Differential recovery of retinal function after mitochondrial inhibition by methanol intoxication.

PURPOSE: The authors' laboratory has previously documented formate-induced retinal toxicity in a rodent model of methanol intoxication. These studies determined functional, bioenergetic, and structural recovery of the retina after methanol intoxication. METHODS: Rats were intoxicated with methanol, and retinal function was assessed by electroretinography 72 hours after the initial dose of methanol and after a 72-hour recovery period. Retinal energy metabolites, glutathione (GSH) concentrations, and histology were determined at the same time points. RESULTS: Both rod-dominated and UV-cone-mediated electroretinogram responses were profoundly attenuated in methanol-intoxicated rats. In rats allowed to recover from methanol intoxication, there was significant, although incomplete, recovery of rod-dominated retinal function. However, there was no demonstrable improvement in UV-cone-mediated responses. Retinal adenosine triphosphate (ATP), adenosine diphosphate (ADP), and GSH concentrations were significantly reduced after intoxication. Although retinal energy metabolites returned to control values after the recovery period, retinal GSH remained significantly depleted. Histopathologic changes were apparent in the photoreceptors after methanol intoxication, with evidence of inner segment swelling and mitochondrial disruption. In animals allowed to recover from methanol intoxication, there was no evidence of histopathology at the light microscopic level; however, ultrastructural studies revealed subtle photoreceptor mitochondrial alterations. CONCLUSIONS: These findings support the hypothesis that formate inhibits retinal mitochondrial function and increases oxidative stress. They also provide evidence for a differential sensitivity of photoreceptors to the cytotoxic actions of formic acid, with a partial recovery of rod-dominated responses and no recovery of UV-cone-mediated responses.

Formate-induced inhibition of photoreceptor function in methanol intoxication.

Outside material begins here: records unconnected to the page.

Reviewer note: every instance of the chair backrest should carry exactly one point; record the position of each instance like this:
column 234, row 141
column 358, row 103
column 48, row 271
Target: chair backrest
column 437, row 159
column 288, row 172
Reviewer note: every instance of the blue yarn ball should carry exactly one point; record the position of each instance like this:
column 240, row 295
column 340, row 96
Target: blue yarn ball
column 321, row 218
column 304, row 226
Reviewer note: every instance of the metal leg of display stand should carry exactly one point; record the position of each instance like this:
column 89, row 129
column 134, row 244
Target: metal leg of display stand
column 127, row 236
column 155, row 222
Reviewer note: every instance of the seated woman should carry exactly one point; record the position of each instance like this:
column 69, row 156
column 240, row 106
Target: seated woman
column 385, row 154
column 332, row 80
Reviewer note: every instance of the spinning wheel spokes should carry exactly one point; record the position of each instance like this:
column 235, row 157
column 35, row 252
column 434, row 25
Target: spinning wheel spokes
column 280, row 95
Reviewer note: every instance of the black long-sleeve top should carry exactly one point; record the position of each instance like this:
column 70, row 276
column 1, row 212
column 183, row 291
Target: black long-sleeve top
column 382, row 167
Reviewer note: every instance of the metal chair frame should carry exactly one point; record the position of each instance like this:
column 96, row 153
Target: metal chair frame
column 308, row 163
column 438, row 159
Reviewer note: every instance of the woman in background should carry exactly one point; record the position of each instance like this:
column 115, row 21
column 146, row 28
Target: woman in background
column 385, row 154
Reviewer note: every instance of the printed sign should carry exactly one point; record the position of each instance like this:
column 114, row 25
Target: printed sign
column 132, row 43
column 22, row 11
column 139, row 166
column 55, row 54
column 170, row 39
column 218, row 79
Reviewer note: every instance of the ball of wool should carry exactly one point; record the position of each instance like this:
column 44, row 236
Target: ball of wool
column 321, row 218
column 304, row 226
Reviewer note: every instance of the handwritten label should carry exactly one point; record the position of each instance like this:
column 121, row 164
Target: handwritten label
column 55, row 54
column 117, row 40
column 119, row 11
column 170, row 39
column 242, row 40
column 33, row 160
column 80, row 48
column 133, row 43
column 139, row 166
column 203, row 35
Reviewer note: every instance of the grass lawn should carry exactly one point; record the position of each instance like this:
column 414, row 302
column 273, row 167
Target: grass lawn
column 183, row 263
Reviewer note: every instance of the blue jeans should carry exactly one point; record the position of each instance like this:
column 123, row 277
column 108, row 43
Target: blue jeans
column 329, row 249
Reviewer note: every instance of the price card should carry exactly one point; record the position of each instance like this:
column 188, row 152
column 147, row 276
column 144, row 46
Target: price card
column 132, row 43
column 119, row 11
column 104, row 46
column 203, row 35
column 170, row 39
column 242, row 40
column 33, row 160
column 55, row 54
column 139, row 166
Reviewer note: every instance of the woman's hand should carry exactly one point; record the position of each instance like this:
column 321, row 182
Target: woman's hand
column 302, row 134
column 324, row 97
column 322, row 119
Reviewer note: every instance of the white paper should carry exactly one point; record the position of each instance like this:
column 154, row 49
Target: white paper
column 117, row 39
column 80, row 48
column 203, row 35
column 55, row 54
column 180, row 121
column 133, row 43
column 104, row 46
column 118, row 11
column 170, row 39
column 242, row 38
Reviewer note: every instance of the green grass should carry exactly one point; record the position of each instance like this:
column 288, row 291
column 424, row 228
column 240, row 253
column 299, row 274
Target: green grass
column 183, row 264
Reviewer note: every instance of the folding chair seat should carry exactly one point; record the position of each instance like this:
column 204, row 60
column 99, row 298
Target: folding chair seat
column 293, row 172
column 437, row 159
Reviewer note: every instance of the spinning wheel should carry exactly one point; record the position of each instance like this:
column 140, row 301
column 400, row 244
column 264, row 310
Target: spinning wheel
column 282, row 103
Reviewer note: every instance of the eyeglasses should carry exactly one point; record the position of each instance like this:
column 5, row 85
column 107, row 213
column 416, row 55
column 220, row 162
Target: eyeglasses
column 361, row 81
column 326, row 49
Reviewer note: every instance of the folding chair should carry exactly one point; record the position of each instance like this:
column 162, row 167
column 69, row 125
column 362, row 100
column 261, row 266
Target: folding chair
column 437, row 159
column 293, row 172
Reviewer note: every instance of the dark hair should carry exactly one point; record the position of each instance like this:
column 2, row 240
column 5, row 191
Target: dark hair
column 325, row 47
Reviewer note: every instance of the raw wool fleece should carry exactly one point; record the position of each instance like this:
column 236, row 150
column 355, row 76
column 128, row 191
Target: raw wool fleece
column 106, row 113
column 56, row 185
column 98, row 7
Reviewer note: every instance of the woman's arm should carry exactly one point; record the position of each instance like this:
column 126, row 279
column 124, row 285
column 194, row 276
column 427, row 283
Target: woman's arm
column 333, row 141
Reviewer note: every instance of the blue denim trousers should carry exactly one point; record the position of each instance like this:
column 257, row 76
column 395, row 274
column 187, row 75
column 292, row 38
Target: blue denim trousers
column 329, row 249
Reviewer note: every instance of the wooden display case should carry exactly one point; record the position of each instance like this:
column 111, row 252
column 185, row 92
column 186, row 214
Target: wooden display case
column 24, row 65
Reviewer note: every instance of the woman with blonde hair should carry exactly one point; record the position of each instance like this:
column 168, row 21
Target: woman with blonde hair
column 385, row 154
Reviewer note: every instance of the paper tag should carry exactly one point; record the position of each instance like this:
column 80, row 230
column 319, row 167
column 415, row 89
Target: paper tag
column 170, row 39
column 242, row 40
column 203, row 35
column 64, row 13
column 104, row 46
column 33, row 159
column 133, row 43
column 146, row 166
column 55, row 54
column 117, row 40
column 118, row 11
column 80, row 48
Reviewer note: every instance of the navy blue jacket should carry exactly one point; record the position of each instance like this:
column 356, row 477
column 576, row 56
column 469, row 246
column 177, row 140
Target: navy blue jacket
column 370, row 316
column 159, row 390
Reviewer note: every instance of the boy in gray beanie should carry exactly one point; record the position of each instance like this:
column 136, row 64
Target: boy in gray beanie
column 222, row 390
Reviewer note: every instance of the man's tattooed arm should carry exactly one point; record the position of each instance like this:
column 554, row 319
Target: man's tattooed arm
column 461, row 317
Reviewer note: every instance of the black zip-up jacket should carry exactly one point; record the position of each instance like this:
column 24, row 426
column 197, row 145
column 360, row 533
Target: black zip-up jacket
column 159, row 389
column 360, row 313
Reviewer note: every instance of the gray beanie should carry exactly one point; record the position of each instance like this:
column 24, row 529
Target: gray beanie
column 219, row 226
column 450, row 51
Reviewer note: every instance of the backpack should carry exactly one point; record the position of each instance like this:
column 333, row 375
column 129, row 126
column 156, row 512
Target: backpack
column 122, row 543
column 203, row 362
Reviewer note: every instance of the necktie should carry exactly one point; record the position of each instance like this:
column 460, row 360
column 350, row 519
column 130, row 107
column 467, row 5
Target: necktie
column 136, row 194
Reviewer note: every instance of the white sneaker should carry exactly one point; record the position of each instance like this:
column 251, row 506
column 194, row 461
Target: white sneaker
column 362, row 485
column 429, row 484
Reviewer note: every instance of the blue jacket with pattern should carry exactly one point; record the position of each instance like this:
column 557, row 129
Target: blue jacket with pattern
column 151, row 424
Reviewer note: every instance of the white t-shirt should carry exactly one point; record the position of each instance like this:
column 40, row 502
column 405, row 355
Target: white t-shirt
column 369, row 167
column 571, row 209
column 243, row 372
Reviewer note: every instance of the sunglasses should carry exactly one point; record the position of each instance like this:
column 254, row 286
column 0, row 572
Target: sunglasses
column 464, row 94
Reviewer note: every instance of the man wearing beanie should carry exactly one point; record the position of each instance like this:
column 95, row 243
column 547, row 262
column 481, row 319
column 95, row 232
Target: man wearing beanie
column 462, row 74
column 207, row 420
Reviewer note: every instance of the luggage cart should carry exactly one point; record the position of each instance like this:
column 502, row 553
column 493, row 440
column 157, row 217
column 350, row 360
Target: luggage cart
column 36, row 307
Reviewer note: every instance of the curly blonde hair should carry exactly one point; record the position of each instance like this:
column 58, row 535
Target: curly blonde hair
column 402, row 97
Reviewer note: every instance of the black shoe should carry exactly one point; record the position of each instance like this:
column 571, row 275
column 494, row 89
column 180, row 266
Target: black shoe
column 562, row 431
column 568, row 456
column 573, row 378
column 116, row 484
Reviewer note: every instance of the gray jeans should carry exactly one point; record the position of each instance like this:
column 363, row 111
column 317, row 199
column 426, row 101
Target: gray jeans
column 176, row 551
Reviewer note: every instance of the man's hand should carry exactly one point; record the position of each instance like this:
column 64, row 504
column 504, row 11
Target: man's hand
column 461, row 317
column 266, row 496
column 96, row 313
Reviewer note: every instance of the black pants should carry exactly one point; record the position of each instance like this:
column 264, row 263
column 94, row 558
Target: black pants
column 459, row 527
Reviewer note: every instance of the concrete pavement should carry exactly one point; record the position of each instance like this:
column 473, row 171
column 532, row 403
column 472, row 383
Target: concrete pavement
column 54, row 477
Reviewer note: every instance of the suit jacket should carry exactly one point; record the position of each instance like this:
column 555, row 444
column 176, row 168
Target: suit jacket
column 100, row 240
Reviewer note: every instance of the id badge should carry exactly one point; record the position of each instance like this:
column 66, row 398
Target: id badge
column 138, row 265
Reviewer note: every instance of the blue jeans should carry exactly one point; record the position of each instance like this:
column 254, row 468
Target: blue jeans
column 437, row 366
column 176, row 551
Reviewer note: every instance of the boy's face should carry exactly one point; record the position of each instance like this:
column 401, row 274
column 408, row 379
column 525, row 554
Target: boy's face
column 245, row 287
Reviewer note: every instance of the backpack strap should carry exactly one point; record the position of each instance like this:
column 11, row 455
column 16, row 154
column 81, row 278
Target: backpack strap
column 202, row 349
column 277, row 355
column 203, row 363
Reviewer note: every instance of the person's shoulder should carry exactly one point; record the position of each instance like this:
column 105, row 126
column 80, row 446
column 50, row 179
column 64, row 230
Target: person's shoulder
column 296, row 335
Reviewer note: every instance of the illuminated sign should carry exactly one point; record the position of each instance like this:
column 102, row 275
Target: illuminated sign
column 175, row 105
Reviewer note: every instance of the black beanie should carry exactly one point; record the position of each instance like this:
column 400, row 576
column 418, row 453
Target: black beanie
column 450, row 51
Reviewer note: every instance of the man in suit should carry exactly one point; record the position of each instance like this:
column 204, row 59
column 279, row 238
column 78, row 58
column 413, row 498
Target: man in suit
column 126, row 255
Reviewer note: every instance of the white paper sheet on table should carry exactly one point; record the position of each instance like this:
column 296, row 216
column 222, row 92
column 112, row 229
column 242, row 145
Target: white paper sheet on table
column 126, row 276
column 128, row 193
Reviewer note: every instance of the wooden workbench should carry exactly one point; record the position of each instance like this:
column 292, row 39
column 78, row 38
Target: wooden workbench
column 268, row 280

Formic acid is the toxic metabolite responsible for the retinal and optic nerve toxicity produced in methanol intoxication. Previous studies in our laboratory have documented formate-induced retinal dysfunction and histopathology in a rodent model of methanol intoxication. The present studies define the time and concentration dependence of formate-induced retinal toxicity in methanol-intoxicated rats. Retinal function was assessed 24, 48, and 72 h after the initial dose of methanol by flicker electroretinographic measurements. Retinal histopathology was assessed at the same time intervals. Rod- and cone-mediated electroretinogram (ERG) responses were attenuated in a formate concentration- and time-dependent manner, and both retinal sensitivity and maximal responsiveness to light were diminished. Attenuation of UV-cone-mediated responses was temporally delayed in comparison to the functional deficits observed in the 15 Hz/510 nm responses, which have a rod-mediated component and occurred at significantly higher formate concentrations. Both 15 Hz/510 nm and UV-cone-mediated ERG responses were undetectable by 72 h; however, if light intensity was increased, a retinal ERG response could be recorded, indicating that photoreceptor function was profoundly attenuated, but not abolished, under these intoxication conditions. Functional changes preceded structural alterations. Histopathological changes were most pronounced in the outer retina with evidence of inner segment swelling, photoreceptor mitochondrial disruption, and the appearance of fragmented photoreceptor nuclei in the outer nuclear layer. The nature of both the functional and structural alterations observed are consistent with formate-induced inhibition of mitochondrial energy production, resulting in photoreceptor dysfunction and pathology.

Therapeutic photobiomodulation for methanol-induced retinal toxicity.

Methanol intoxication produces toxic injury to the retina and optic nerve, resulting in blindness. The toxic metabolite in methanol intoxication is formic acid, a mitochondrial toxin known to inhibit the essential mitochondrial enzyme, cytochrome oxidase. Photobiomodulation by red to near-IR radiation has been demonstrated to enhance mitochondrial activity and promote cell survival in vitro by stimulation of cytochrome oxidase activity. The present studies were undertaken to test the hypothesis that exposure to monochromatic red radiation from light-emitting diode (LED) arrays would protect the retina against the toxic actions of methanol-derived formic acid in a rodent model of methanol toxicity. Using the electroretinogram as a sensitive indicator of retinal function, we demonstrated that three brief (2 min, 24 s) 670-nm LED treatments (4 J/cm(2)), delivered at 5, 25, and 50 h of methanol intoxication, attenuated the retinotoxic effects of methanol-derived formate. Our studies document a significant recovery of rod- and cone-mediated function in LED-treated, methanol-intoxicated rats. We further show that LED treatment protected the retina from the histopathologic changes induced by methanol-derived formate. These findings provide a link between the actions of monochromatic red to near-IR light on mitochondrial oxidative metabolism in vitro and retinoprotection in vivo. They also suggest that photobiomodulation may enhance recovery from retinal injury and other ocular diseases in which mitochondrial dysfunction is postulated to play a role.